Me recostei no vidro fechado da janela, vi a neve cair, mas estava feliz em sair daquela prisão, e estava feliz por ter um casaco e uma roupa quente.
'' Droga, porque eu não consigo parar de pensar em você Daniel... porque eu só me apaixono por caras que vão me fazer sofrer, primeiro foi o Fernando... agora o Daniel, eu preciso aprender. Preciso gostar dos mocinhos, e não dos vilões. ''
Fechei os olhos, acabei dormindo.
##
- Jovem? — Uma senhora fantasma me sacudiu, abri os olhos e os esfreguei. — Já estamos na cidade. — Ela disse, em um tom de voz calmo, ela parecia aquelas velinhas boazinhas dos filmes americanos.
- Obrigada. Pode me informar as horas?
- Claro, são meia noite e sete. — Disse, descendo do onibus.
Fiz a mesma coisa, e sai do veiculo, dei de cara com uma lanchonete grande e aberta, tinha muitas pessoas fazendo a refeição, mesmo sendo tarde da noite. Pelo menos para o mundo dos vivos é.
Resolvi entrar, já que aquela viagem toda me deu fome.
Daniel narrando:
Acordei para ir até o banheiro masculino, eu sabia que não deveria dormir no trabalho, se Demétrius me visse dormindo, concerteza iria me demitir, lavei meu rosto e voltei para o banquinho, resolvi ocupar o tempo mexendo no celular da humana, admito que a culpa de ter quebrado-o estava me consumindo, pobrezinha... eu fingi que não vi, mas eu sei que ela estava chorando por causa do aparelho.

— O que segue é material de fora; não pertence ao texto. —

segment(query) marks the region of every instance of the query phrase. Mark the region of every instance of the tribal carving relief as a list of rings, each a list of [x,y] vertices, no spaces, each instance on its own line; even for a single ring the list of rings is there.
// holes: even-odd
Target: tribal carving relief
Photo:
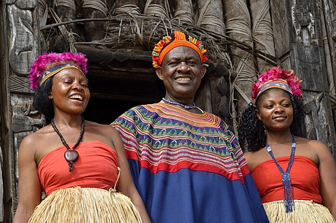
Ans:
[[[22,139],[42,128],[44,118],[32,106],[32,98],[29,95],[12,94],[10,97],[12,106],[12,130],[13,141],[13,154],[12,165],[15,168],[13,173],[14,207],[18,200],[18,170],[17,166],[18,151]]]
[[[26,76],[36,57],[36,45],[33,29],[34,0],[6,1],[9,27],[8,46],[10,68],[18,75]]]
[[[292,21],[297,43],[317,45],[315,19],[308,4],[292,6]]]

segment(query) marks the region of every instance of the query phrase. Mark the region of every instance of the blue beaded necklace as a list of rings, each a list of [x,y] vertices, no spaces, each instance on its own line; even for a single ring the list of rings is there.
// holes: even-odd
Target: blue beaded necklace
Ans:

Abri o celular, pelo menos isso iria me distrair pela noite... fiquei um pouco desconfiado pelo silêncio da noite, geralmente Juliana se mexe e se remexe à noite, ela deve estar tendo um sono bom.
Continuei mexendo no aparelho, até que finalmente concertei.
- Viu garota... concertei. Eu sou incrivél mesmo, pode admitir. — Sorri convencido.
Não ouvi sua resposta, isso me deixou ainda mais disconfiado.
- Seu celular está bom. — Fiz uma pausa, sem resposta. Me levantei. — Hum... — Liguei a luz da cela. — acorda garota. — Disse ainda pelo lado de fora. Eu estava estranhando aquilo tudo, pensei que Juliana iria logo reclamar pois a luz estava ligada, mas não. Ela continuou dormindo... — Hum... — Passei a mão pelo meu cinto, depois que eu fui dar por falta de algo importante.
'' Cadê minhas chaves? '' — Pensei, colocando a mão no bolso da calça, as vezes eu coloco as chaves lá, porém, não as encontrei.
Depois que eu fui perceber: Minhas chaves sumiram depois que eu abraçei a humana...
- DROGA! — Arrombei a cela, tirei o lençol que estava na cama e vejo que quem eu pensava que era, era apenas um travesseiro.